De quem serão as lágrimas pelo rebento forjado em palavras que jamais terá efetiva criação?

Dele mesmo!

Não, também!

Porque esperança de vida não tem.

Na tarde fria alguém parte o coração de outrem embarcado de voleio e pés descalços no lento trem.

De passagem um anjo triste parte levando consigo a alegria que houve um dia.

Não diz se volta, o que já não importa porque o abismo capaz de forjar união é exatamente do contrário do quinhão amealhado em tostão, o que leva à solidão.

E só, cada qual à sua maneira, viverá a própria condição.

Sem avidez porque eterna e companheira é a solidão.

 

“... hoje eu tô sozinha e tudo parece maior, mas é melhor ficar sozinha que é pra não ficar pior...E já que eu to só, não sei se me levo ou se me acompanho, mas é que se eu perder eu perco sozinha, se eu ganhar, aí é só eu que ganho...”

(Hoje eu tô sozinha – Ana Carolina).

 

Sobre o Rio de Janeiro, aos 18 de julho de 2005. 

Porque você não estava lá

 

 

Quando precisei, onde estava você, que não ao lado meu?

Ao seu tempo, você não soube permanecer, em mim, sem entranhar, ainda que tenha me dado a conhecer.

Houve o tempo em que acreditei no humano e de você sempre o melhor esperei.
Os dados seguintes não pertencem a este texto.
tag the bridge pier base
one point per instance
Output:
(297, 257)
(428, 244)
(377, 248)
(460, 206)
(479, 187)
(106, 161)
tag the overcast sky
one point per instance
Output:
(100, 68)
Porém, o tempo da ingenuidade se foi e já não volta, há muito o deixei.

Porque os espelhos d’água já não fazem com que os raios do sol reflitam iluminando a sala.

É noite, a lua não veio e por ora o que esta mão aqui escreve é o que a alma surrada, na lama banhada, reflete.
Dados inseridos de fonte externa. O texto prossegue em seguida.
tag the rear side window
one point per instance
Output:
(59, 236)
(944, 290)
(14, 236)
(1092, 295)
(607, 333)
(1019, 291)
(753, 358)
As notas se vão e o cravo entoa o silêncio.

A escuridão intensifica o desejo.

Tento dormir e na estrada sonhando me vejo.

Comigo os sons da voz que de você emana e encanta, mas já não diz.
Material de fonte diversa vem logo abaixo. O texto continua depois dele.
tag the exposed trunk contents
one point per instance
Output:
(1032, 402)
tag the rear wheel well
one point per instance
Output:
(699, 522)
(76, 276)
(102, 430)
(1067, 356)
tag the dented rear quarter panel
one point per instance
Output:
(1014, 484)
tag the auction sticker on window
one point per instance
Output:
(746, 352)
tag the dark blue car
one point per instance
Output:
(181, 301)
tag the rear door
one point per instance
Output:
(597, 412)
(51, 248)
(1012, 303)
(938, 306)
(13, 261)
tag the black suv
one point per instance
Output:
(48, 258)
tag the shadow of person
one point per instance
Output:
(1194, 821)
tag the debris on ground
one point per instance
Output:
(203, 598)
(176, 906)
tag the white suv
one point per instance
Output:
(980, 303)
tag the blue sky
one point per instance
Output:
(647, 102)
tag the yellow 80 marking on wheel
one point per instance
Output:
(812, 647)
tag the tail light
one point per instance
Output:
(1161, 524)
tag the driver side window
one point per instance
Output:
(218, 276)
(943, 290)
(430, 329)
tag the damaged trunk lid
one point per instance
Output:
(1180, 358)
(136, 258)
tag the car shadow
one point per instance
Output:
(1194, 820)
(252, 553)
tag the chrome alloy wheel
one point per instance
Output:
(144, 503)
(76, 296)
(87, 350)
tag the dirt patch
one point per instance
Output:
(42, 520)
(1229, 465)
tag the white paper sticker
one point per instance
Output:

O maestro deixou o palco e a orquestra parou.

A dignidade quer ir embora, mas prefiro e vou jogar as chaves fora.

Porque o momento diz que não há respostas à todas as perguntas, que jamais haverá.

Que eu não teime em fazer tudo, mas que eu faça bem feito e melhor aquilo que puder.

E então estará eleito o meu melhor tempo.

Sem dor e sem saudade, sem você e esta sombra que invade e insiste em permanecer.

 

São Paulo, 05.6.05, 02h55min, madrugada fria de outono...

 NOS AMAMOS?

 

Sob a luz do que eu já não mais enxergo durante este tempo todo

Tornei-me verbo sujeito

A tudo que passava em nome do amor que senti

Sujeito a todas as tempestades capazes de acontecer provenientes de você

Recolhi muitas vezes minhas vestes

Molhadas da água da chuva toda

Que tomei todas as vezes que me jogou na rua

Por amor eu fui e voltei tanto que perdi as contas, a vergonha e o respeito

Me fiz verbo sujeito

A todos os seus caprichos entitulados crises

Em nome do amor que sentia

Aceitei as migalhas que caíam de cima da sua mesa

Como um cão que espera pacientemente que o dono

Se lembre dele ao comer eu quis ter seu amor e nem seu cão consegui ser

Ainda assim paguei com amor que era o que eu tinha a oferecer

De verbo sujeito,

Sujeito jogado ao chão,

                                                                         (por falta de espaço, o final segue abaixo)--->>>

Hoje atendo pelo nome solidão

Aquela que me faz ver a cada dia que a tristeza jamais é tardia

Que humilhar quem se diz amar, quem se sabe amar é covardia

De sujeito solidão eu vou

Andando lentamente rumo ao meu destino

Levando na bolsa um lenço e na mente uma canção

Eu vou tentar deixar essa fase passar, esfriar.

A vida trouxe, o tempo há de levar

Do corpo surrado a dor há de passar

A ferida aberta... esta, talvez nem o tempo seja capaz de fechar

Ma há a certeza de que a liberdade que tanto quis

Você para sempre há de ter

Eu não detenho as chaves que em verdade jamais tive

E você sempre soube

Levo comigo a certeza de que amei como criança

O sentimento mais nobre e puro que pude dedicar a alguém

Os sonhos e planos foram todos para você

Que não me quis como sou, porque sou ou não sou exatamente

Como aquilo que cai bem aos olhos do mundo.

Porque o coração sangrando já não tem esperança.

Porque as pessoas valem pelo que têm e não pelo que verdadeiramente são e sentem.

Meu ofício é o que tenho.

O ganho é curto, o trabalho muito.

A mente fica ocupada, o corpo cansa.

O tempo passa, um dia eu morro e tudo acaba.